There was a placard hanging by the door, but there was no name - only a hammer and tongs crossed overtop a Borean one-handed sword. The runes for “Wolfblade” were recognizable on the blade.
Jorfr delivered three truly forceful knocks upon the front door, bellowing: “INGVALD!”
While they waited for a response, he pointed out the pipes: “See those pipes - they go all the way down into the stone at the bottom of the lake. Ingvald is one of maybe three surviving people who managed to tap a Primary Spring before the current system was put in place. The King decided to honor their feats of ingenuity, but they cannot officially join a clan without sealing their access points for the duration of their membership. The likes of Ingvald do not care, I imagine.”
Zel still hadn’t gotten used to Jorfr’s eagerness to talk about his home, so sharply it contrasted with his usual demeanor of few words. The door opened. Where she’d expected a grumbling old man, Zelsys saw a musclebound and incredibly wide mass with brilliant green eyes whose only signs of age were the moderately-sized gut that his pitch-black metal-plated apron hung across and the leather-like quality of his skin. The long strings of runes all over his left arm had faded and distorted over time, while his right was charred black, its skin like the surface of solidified magma or the slag atop a plume of smelted iron. His hair was pitch-black and seemingly untouched by age. He was short, no more than a meter and two-thirds, but he made up for it in sheer mass. He had a meticulously kept mustache and goatee, and his hair was tied back into a short, high-up ponytail, though it was more of a tuft than anything else.
Squinting, he looked up at each of them in turn.
“Jorfr. I take it you two are Zelsys and Zefaris Newman, and you… I do not know you, but I do know the staff on your back and the blade affixed to its other end. Are you the protegé of one of these three, young one?”
Upon Victor nodding, Ingvald smiled. A dozen new creases appeared on his face. He gestured for them to enter: “Come, come. Don’t let the cold in.”

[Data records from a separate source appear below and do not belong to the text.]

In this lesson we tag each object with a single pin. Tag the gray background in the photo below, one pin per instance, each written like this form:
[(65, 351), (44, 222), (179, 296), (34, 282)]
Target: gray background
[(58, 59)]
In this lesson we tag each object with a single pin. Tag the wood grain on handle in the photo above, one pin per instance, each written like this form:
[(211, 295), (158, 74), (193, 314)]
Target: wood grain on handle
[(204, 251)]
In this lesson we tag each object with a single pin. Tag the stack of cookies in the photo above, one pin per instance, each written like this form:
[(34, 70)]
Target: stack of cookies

The interior he led them into was a forge, and one somewhat familiar to Zelsys at that. Many of the tools, both familiar and esoteric, reminded her of what she had seen in the G-Kaisers’ mobile forge. It was only missing the reactor and the ceiling-mounted automaton arm. In fact, she didn’t see any possible source of heat.
“...How do you smith without a way to heat the metal?” she thought aloud.
“Who said I had no way to heat the metal?” the old man grinned predictably. His right arm briefly came alive with a pale-blue glow akin to Sigmund’s tranquil flame.
“Now, I could keep using Borean, but I assume that…” he continued, only to shift to perfect Ikesian.
“...this will make it easier for all of us, no?”